The Devotion of Moming
I’ve dragged the ironing board out of its near-permanent space in the corner of my laundry room and assembled it in the most cheerful place I can find in my house: next to the breakfast table where sunlight streams through the windows. It takes close to an act of God to get me to pull out the ironing board…ugh, but it’s just days before my baby’s first Christmas Eve church service. I’m standing there with the iron in my right hand, steam pouring out between hisses, trying desperately to make my left hand hold the tiny white corduroy sleeve just right so that I can get the iron’s nose to press it flat. It is at this moment that I realize, once again, that I am now a capital-m Mom.
Only Moms iron tiny baby sleeves.
It’s a month later, and I find myself sitting on the floor of my laundry room at 8:22 p.m. on a Monday (sitting on the floor because I can’t bear to stand anymore after a day of toting around a 19-pound baby, cleaning the kitchen more than twice, and climbing our flight of stairs 23 times). I’m sitting criss-cross-apple-sauce with a bottle of advanced formula Shout spray in my hand and a pile of food-stained footie baby pajamas sounding me. I laugh because I am living another Mom moment.
I remember distinctly and powerfully the moment my daughter was born. I remember my husband handing her to me seconds after delivery.
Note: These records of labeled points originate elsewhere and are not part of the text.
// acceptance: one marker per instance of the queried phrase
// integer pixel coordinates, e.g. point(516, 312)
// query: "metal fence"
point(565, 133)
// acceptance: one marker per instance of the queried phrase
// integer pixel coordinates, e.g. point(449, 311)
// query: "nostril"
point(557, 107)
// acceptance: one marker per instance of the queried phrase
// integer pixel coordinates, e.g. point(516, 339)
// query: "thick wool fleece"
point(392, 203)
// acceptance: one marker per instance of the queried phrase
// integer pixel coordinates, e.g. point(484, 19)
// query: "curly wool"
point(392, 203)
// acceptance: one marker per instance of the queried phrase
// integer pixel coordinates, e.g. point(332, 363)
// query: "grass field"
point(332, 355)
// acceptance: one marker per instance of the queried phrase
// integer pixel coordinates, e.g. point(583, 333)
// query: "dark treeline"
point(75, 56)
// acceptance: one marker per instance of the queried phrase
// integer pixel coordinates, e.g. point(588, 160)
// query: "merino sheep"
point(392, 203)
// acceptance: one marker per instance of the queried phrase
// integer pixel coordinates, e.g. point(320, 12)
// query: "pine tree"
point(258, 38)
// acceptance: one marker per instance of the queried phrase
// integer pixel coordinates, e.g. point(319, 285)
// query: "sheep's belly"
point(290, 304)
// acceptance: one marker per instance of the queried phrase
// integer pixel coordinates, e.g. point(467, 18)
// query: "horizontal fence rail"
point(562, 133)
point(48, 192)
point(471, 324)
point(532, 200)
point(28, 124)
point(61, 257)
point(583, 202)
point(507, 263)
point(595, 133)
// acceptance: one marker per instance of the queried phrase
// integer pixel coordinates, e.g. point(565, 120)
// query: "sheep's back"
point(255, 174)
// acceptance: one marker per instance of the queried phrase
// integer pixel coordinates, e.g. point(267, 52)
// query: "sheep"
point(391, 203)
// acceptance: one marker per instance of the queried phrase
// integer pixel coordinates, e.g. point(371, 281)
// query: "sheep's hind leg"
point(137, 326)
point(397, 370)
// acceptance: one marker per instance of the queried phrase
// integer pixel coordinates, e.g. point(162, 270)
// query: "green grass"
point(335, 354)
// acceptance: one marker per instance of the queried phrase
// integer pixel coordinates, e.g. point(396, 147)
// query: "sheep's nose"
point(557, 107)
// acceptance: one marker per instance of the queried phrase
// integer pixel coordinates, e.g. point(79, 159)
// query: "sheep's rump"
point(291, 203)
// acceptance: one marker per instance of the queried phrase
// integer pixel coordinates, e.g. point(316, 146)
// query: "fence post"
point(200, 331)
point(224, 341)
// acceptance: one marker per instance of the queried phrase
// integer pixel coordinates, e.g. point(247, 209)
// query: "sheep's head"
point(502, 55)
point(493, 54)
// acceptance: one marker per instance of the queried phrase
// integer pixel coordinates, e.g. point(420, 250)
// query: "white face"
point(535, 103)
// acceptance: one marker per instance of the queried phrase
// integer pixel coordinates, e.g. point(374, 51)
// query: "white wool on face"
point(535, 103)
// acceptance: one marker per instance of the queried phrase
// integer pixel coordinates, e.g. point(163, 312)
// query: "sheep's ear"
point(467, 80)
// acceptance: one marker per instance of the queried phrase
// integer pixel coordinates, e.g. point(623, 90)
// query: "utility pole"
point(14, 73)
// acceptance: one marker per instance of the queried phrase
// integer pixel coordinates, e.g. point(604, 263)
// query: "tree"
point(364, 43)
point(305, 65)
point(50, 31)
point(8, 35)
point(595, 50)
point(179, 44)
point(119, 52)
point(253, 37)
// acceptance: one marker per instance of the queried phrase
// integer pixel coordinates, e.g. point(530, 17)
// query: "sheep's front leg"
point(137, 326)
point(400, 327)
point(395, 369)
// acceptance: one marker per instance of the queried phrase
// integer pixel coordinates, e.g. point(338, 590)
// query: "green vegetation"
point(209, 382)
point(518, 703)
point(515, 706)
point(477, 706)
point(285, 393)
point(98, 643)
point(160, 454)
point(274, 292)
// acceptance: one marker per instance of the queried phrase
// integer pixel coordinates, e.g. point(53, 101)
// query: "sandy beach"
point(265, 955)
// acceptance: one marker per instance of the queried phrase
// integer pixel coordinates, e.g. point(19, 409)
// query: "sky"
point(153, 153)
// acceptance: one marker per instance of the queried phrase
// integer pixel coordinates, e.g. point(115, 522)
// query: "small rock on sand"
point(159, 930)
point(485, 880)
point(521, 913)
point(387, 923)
I remember holding her to my chest and instinctively speaking sweet, calming words to her. That was the moment I became a mother.
But, it is in these odd quotidian moments of caring for my child that I deeply realize I’ve transformed into a Mom. Doing her little baby laundry, stocking my freezer with ziplocs of pureed food, planning obsessively how to manage our breastmilk stash, worrying incessantly about managing her sleeping schedule… I pause in these moments, transported in an out-of-body experience, to observe and marvel at myself being a Mom.